Les Schtroumpfs en animation (à partir de 1976)
Avec la première apparition des Schtroumpfs dans la bande dessinée et son succès associé, ainsi que la forte demande pour plus d'histoires sur les Schtroumpfs, Peyo a décidé de donner aux Schtroumpfs plus d'espace à l'écran, ce qui a ensuite conduit à plusieurs adaptations de dessins animés. L'une des plus connues est l'adaptation cinématographique de la même BD montré précédemment, qui est comparé ci-dessous.[6] La même scène est utilisée pour la comparaison, dans laquelle un Schtroumpf conduit Johan et Pirlouit au village des Schtroumpfs. Ce clip commence après une bonne demi-heure du film. La plus grande différence ici se trouve dans le choix du médium. Alors que la bande dessinée stimule surtout le sens visuel et, dans une certaine mesure, le sens tactile en touchant les pages, le film offre la possibilité d'intégrer le sens de l'ouïe, ce qui signifie qu'il n'y a plus besoin de bulles au d’autres moyens similaires. Au tour des voix parlées, la scène est accompagnée d'une musique de fond qui donne à la scène une ambiance plutôt légère et joyeuse. Contrairement à la bande dessinée, aucune ligne de substitutionest nécessaire, car les informations manquantes dans la bande dessinée sont remplies par la séquence d'images dans le film et ainsi les mouvements et les émotions (également donnés par les effets sonores et la parole) peuvent être reconnus plus clairement. Contrairement à l'original, la forêt dans laquelle les personnages se trouvent est représentée différemment.
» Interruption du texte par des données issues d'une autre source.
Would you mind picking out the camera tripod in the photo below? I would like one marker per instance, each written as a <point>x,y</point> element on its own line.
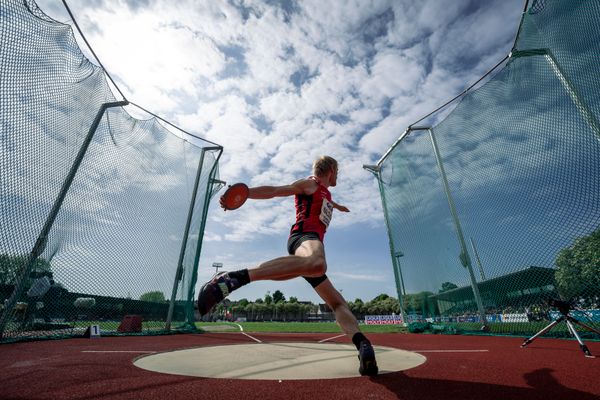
<point>564,308</point>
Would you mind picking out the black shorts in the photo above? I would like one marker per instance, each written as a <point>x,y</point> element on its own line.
<point>295,240</point>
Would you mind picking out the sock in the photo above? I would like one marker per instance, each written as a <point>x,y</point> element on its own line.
<point>242,277</point>
<point>357,338</point>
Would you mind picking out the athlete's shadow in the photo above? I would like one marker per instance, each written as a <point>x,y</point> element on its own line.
<point>543,386</point>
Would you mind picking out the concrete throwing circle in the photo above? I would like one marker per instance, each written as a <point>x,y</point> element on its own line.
<point>275,361</point>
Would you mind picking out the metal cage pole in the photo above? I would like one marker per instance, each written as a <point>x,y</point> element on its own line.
<point>209,193</point>
<point>42,239</point>
<point>186,232</point>
<point>464,254</point>
<point>376,170</point>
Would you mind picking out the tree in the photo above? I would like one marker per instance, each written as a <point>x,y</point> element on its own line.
<point>278,296</point>
<point>447,286</point>
<point>154,297</point>
<point>381,297</point>
<point>578,267</point>
<point>268,298</point>
<point>11,266</point>
<point>243,303</point>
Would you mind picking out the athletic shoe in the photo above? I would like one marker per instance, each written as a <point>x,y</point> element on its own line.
<point>366,356</point>
<point>214,291</point>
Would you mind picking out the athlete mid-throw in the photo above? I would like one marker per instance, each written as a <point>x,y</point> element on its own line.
<point>314,209</point>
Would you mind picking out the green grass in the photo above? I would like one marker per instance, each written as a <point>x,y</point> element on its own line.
<point>299,327</point>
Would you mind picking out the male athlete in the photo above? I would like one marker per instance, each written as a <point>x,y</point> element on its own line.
<point>314,209</point>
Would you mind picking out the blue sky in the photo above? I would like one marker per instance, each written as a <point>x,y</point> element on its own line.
<point>279,83</point>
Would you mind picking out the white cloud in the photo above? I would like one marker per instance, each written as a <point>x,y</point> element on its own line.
<point>371,68</point>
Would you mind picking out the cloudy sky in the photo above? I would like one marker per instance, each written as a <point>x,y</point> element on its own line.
<point>278,83</point>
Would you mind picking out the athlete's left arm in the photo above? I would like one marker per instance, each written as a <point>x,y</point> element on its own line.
<point>339,207</point>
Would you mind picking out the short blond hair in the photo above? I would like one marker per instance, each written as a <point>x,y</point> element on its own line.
<point>323,165</point>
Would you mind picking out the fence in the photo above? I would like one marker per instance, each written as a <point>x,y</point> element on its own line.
<point>102,214</point>
<point>495,210</point>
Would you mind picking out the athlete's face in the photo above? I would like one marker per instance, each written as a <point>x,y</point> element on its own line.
<point>333,179</point>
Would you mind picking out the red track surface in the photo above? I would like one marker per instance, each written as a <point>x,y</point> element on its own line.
<point>69,369</point>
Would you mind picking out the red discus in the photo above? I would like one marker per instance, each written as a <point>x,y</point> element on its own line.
<point>235,196</point>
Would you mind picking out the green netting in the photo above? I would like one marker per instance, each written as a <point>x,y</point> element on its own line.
<point>516,221</point>
<point>114,240</point>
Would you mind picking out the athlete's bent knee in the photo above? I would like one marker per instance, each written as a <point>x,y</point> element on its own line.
<point>318,266</point>
<point>315,281</point>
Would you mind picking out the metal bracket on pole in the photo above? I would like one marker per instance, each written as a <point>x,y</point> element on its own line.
<point>42,240</point>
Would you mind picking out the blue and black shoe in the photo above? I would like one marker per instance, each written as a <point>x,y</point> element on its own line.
<point>214,291</point>
<point>366,356</point>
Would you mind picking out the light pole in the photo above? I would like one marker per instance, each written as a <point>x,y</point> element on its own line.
<point>216,266</point>
<point>399,254</point>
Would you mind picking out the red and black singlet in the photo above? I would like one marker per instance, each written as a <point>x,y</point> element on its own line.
<point>313,212</point>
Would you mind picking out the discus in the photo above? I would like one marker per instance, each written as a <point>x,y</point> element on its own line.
<point>235,196</point>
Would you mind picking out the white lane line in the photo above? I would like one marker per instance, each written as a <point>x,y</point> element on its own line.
<point>244,333</point>
<point>116,351</point>
<point>335,337</point>
<point>450,351</point>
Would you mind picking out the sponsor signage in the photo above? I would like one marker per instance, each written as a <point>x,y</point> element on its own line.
<point>383,319</point>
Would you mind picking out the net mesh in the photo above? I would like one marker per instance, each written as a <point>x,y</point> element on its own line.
<point>505,215</point>
<point>116,231</point>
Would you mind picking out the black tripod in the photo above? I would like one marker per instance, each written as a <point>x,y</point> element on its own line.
<point>564,308</point>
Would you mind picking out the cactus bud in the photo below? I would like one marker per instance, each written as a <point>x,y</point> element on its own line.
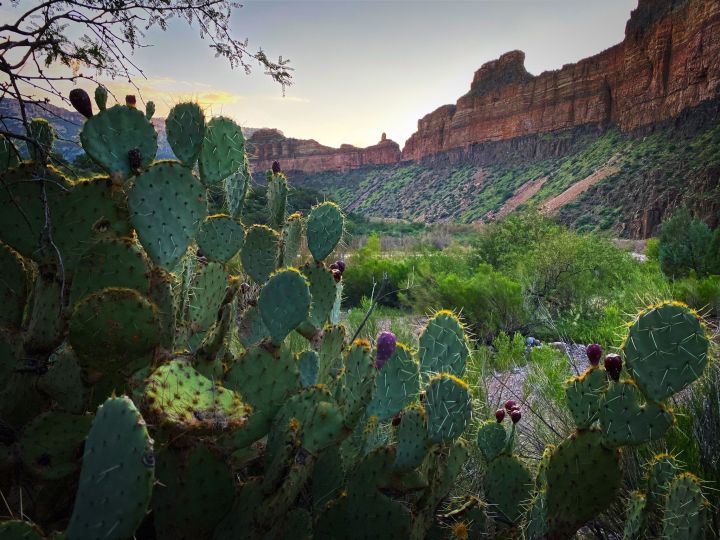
<point>385,347</point>
<point>81,101</point>
<point>594,353</point>
<point>613,366</point>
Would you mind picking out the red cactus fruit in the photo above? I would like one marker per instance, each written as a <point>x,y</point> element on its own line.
<point>81,101</point>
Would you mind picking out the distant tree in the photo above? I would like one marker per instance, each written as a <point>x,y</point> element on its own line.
<point>88,39</point>
<point>684,243</point>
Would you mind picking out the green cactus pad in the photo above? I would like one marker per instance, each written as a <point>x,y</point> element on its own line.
<point>111,262</point>
<point>82,214</point>
<point>251,329</point>
<point>223,150</point>
<point>634,516</point>
<point>220,237</point>
<point>178,396</point>
<point>265,381</point>
<point>319,421</point>
<point>195,492</point>
<point>584,395</point>
<point>185,126</point>
<point>412,444</point>
<point>19,530</point>
<point>508,486</point>
<point>63,380</point>
<point>583,477</point>
<point>113,327</point>
<point>292,239</point>
<point>685,509</point>
<point>51,444</point>
<point>443,348</point>
<point>108,136</point>
<point>118,472</point>
<point>624,421</point>
<point>9,155</point>
<point>276,199</point>
<point>397,384</point>
<point>309,367</point>
<point>260,252</point>
<point>206,295</point>
<point>324,229</point>
<point>355,385</point>
<point>14,287</point>
<point>101,97</point>
<point>448,408</point>
<point>492,439</point>
<point>42,132</point>
<point>284,302</point>
<point>22,219</point>
<point>167,207</point>
<point>322,288</point>
<point>666,350</point>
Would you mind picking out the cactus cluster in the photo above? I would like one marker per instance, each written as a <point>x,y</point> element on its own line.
<point>149,389</point>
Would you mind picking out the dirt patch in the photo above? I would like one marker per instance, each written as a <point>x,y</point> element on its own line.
<point>571,193</point>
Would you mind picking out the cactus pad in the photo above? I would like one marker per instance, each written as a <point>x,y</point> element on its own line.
<point>108,136</point>
<point>223,150</point>
<point>397,384</point>
<point>284,303</point>
<point>220,237</point>
<point>508,484</point>
<point>443,348</point>
<point>412,444</point>
<point>584,395</point>
<point>113,327</point>
<point>583,478</point>
<point>260,253</point>
<point>51,444</point>
<point>117,475</point>
<point>111,262</point>
<point>492,440</point>
<point>14,287</point>
<point>185,126</point>
<point>180,397</point>
<point>666,350</point>
<point>624,421</point>
<point>167,206</point>
<point>685,509</point>
<point>448,408</point>
<point>324,229</point>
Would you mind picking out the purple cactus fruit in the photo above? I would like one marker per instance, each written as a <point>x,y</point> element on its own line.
<point>613,366</point>
<point>594,353</point>
<point>81,101</point>
<point>385,347</point>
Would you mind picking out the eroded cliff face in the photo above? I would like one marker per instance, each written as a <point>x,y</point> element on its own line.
<point>268,145</point>
<point>668,61</point>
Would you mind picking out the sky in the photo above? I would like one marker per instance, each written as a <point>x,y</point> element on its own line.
<point>372,66</point>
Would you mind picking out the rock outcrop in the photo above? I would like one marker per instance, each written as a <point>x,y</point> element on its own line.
<point>668,61</point>
<point>268,145</point>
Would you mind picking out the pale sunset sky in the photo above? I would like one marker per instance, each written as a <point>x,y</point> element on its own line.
<point>367,67</point>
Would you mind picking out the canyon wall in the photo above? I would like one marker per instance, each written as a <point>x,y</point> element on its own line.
<point>268,145</point>
<point>668,61</point>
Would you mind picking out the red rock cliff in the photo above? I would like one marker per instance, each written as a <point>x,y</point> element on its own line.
<point>268,145</point>
<point>668,61</point>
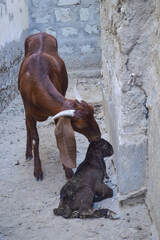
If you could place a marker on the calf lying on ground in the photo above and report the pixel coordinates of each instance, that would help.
(86, 186)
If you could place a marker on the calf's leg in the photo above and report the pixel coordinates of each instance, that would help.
(102, 191)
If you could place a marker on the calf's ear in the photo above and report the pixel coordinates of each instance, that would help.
(66, 142)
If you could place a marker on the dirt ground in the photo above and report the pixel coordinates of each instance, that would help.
(26, 206)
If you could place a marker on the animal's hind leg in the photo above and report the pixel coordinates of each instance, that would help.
(102, 191)
(33, 138)
(29, 141)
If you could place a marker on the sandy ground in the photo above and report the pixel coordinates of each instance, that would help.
(26, 206)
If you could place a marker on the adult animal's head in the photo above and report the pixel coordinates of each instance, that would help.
(80, 119)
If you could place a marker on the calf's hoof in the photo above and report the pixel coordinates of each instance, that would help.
(38, 175)
(29, 156)
(68, 172)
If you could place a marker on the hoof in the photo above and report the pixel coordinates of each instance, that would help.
(69, 174)
(29, 157)
(38, 175)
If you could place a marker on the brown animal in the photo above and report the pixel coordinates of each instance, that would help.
(86, 186)
(43, 82)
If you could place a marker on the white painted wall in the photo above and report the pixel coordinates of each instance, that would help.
(14, 26)
(13, 20)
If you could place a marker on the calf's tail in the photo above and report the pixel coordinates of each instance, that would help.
(100, 213)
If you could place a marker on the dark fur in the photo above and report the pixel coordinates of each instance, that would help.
(86, 186)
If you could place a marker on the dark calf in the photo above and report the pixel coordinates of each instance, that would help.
(86, 186)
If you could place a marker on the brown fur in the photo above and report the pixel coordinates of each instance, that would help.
(43, 82)
(86, 186)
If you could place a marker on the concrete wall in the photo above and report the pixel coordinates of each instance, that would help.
(75, 24)
(153, 103)
(13, 30)
(131, 63)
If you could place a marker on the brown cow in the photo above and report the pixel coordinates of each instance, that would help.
(43, 82)
(86, 186)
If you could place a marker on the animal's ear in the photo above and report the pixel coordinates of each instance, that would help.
(66, 142)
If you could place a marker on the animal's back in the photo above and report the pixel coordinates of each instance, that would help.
(43, 77)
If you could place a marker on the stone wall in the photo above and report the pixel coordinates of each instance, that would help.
(75, 24)
(153, 104)
(13, 29)
(131, 63)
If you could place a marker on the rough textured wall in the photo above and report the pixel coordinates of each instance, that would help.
(153, 103)
(13, 29)
(75, 24)
(126, 27)
(131, 63)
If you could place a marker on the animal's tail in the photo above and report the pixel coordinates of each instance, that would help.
(100, 213)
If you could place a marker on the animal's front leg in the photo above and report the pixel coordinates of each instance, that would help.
(35, 141)
(102, 191)
(68, 172)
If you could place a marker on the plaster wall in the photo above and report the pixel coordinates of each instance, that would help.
(13, 30)
(75, 24)
(131, 63)
(153, 171)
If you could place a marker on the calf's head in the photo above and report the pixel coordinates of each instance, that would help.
(101, 148)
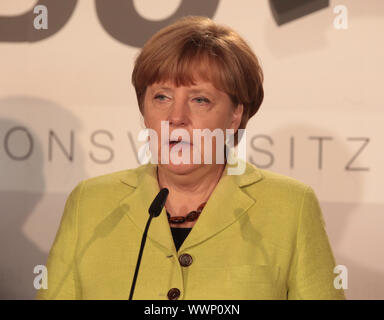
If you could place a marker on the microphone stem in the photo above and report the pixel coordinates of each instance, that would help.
(143, 239)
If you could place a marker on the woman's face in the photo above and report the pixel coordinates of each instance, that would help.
(200, 106)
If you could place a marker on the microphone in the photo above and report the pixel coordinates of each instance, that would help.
(154, 211)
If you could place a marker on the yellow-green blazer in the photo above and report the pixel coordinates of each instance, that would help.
(260, 236)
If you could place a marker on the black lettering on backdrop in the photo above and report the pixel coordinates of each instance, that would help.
(133, 145)
(348, 166)
(52, 136)
(285, 11)
(21, 28)
(6, 144)
(102, 146)
(321, 139)
(120, 19)
(253, 147)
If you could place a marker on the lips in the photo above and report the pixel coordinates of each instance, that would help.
(178, 141)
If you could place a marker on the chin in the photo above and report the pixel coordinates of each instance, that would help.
(180, 169)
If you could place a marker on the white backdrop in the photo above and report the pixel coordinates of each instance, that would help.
(69, 112)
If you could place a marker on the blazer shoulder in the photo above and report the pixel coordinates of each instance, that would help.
(128, 177)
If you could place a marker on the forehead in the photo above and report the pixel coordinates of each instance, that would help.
(199, 84)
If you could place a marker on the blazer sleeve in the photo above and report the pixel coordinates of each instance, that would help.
(311, 273)
(61, 263)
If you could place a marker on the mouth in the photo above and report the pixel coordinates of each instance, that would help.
(178, 141)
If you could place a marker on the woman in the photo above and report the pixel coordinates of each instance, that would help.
(254, 235)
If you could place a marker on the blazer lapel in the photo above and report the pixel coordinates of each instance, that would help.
(226, 204)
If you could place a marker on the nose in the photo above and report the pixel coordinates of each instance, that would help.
(178, 113)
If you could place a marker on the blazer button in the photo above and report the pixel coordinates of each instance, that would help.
(185, 260)
(173, 294)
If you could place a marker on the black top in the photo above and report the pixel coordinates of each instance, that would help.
(179, 235)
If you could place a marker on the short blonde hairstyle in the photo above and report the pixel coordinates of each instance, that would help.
(216, 52)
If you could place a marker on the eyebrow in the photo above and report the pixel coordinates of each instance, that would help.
(196, 90)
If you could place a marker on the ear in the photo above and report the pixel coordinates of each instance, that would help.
(237, 115)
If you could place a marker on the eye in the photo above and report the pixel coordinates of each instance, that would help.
(202, 100)
(160, 97)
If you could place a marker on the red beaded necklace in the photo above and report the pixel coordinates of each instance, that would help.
(192, 216)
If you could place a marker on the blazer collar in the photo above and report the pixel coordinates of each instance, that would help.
(227, 203)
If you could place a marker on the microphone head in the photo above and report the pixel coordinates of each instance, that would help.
(158, 203)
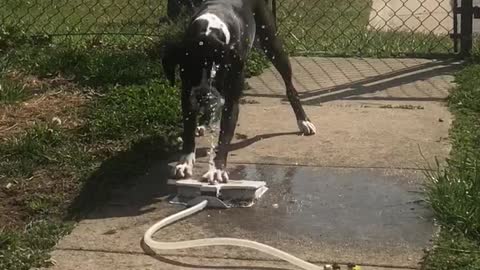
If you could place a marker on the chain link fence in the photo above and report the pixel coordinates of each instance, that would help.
(322, 27)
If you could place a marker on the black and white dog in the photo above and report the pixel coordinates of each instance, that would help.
(212, 57)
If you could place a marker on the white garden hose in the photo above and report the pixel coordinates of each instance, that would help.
(147, 238)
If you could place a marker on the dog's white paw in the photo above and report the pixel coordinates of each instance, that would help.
(306, 127)
(200, 131)
(214, 176)
(184, 168)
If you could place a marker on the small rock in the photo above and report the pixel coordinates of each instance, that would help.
(57, 120)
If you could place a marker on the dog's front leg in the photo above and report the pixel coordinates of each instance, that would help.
(217, 171)
(184, 168)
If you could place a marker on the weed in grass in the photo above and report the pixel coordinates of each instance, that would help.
(20, 156)
(453, 251)
(453, 195)
(153, 108)
(453, 191)
(11, 92)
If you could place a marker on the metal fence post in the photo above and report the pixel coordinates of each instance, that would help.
(466, 31)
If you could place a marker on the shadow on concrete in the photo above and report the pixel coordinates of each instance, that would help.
(203, 151)
(137, 178)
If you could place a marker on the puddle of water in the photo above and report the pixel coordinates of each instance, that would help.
(333, 205)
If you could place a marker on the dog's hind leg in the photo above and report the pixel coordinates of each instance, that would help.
(273, 48)
(228, 123)
(203, 122)
(184, 168)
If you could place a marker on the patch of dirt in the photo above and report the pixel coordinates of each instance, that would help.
(61, 108)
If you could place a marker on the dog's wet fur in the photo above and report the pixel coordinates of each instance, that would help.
(221, 34)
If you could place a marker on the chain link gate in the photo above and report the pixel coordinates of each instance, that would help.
(320, 27)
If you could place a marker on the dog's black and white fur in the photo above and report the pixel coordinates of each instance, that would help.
(217, 41)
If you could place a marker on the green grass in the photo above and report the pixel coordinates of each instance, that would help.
(147, 109)
(453, 191)
(22, 251)
(11, 92)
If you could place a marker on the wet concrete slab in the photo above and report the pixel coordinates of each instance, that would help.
(372, 217)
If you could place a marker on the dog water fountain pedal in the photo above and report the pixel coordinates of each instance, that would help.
(234, 193)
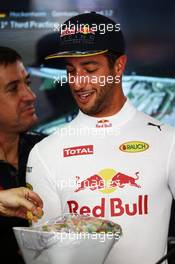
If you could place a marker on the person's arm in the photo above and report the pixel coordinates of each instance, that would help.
(40, 177)
(19, 202)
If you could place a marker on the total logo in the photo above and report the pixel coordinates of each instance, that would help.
(78, 151)
(107, 181)
(103, 123)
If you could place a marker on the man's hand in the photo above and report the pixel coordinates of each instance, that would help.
(21, 202)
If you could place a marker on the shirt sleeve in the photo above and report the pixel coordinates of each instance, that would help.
(171, 168)
(41, 180)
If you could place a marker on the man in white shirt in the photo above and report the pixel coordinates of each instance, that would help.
(111, 161)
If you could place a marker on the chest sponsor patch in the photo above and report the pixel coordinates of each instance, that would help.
(103, 123)
(78, 151)
(133, 146)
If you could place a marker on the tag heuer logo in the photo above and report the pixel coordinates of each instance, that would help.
(134, 146)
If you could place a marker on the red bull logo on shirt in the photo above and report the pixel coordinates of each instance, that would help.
(107, 181)
(115, 207)
(133, 146)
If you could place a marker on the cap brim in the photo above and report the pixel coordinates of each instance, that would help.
(66, 54)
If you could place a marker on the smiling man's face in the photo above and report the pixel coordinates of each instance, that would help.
(86, 77)
(17, 111)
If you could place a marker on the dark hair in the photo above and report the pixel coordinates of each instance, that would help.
(112, 56)
(8, 56)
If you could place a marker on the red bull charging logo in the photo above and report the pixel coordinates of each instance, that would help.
(107, 181)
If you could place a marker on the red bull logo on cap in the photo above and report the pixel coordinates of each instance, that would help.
(107, 181)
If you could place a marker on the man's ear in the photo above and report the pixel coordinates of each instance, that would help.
(119, 65)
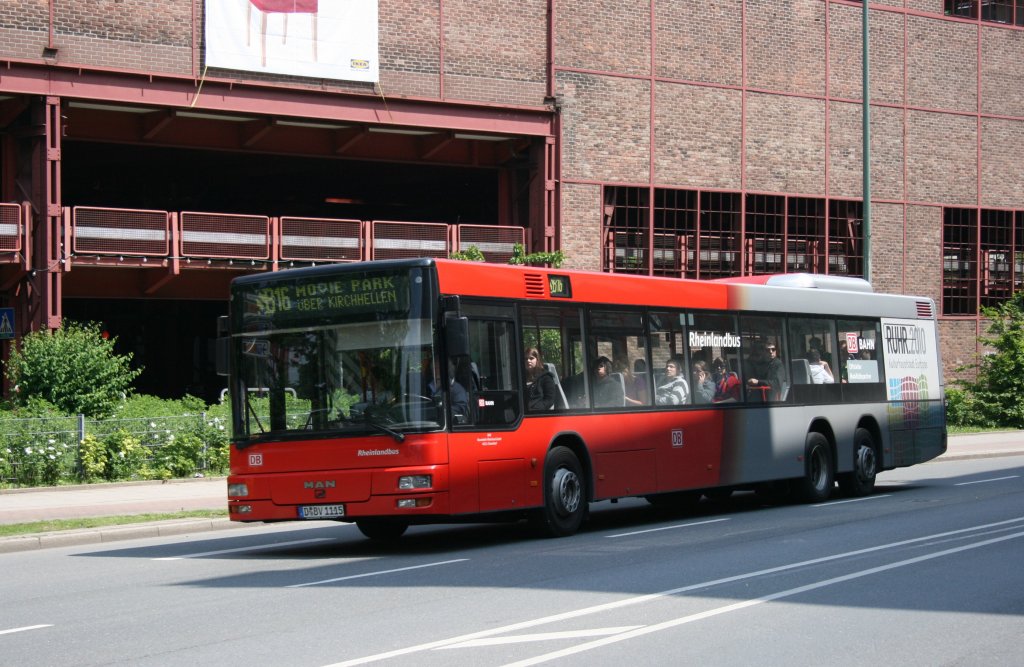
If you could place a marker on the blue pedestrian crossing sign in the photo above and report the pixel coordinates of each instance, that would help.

Au lieu d'une forêt froide et rocheuse, la scène du film semble plus magique et fantastique car elle présente des rivières, des arbres et d'autres plantes colorées.
De plus, le niveau de détail en arrière-plan est plus élevé dans le film. Cela aide également à créer une forme de contraste entre les personnes qui agissent au premier plan et l'arrière-plan restant immobile, car, comme dans la bande dessinée, les personnages ne sont pas très détaillées et ont été dessinées avec aucun type d'ombrage et de dégradés, tandis que l'arrière-plan est très artistique et détaillé, jouant avec de nombreuses nuances et reflets de lumière. Les personnages restent fidèles au style de dessin original de Peyo et ont une valeur de reconnaissance directe. De plus, le film expire après une durée spécifique, il est donc déterminé à quelle vitesse la scène progresse. Contrairement à la bande dessinée, le clip semble ici plus longs, ce qui donne le sentiment que les protagonistes marchent une distance plus longue que dans l'histoire originale. En outre, il y a plusieurs dialogues et interactions entre les personnages, qui ne sont pas présents dans la bande dessinée. De plus, cette scène de chemin vers le village dans le film contient plusieurs petits extraits dans lesquels la perspective de la caméra change souvent. Il y a principalement plusieurs changements entre la caméra plongée, la caméra subjective et la caméra contre-plongée. Les deux premières perspectives de caméra aident le spectateur à comprendre les tailles des différentes personnages, la caméra plongé représentant les Schtroumpfs et la caméra subjective représentant les deux protagonistes. La caméra contre-plongée permet d'avoir une vue d'ensemble de la situation et de l'environnement, ce qui implique au spectateur ce qui se passe. De plus, il y a aussi de nombreux gros plans et plans rapproches qui soulignent le même principe de changement de rôles et de perspectives.[7]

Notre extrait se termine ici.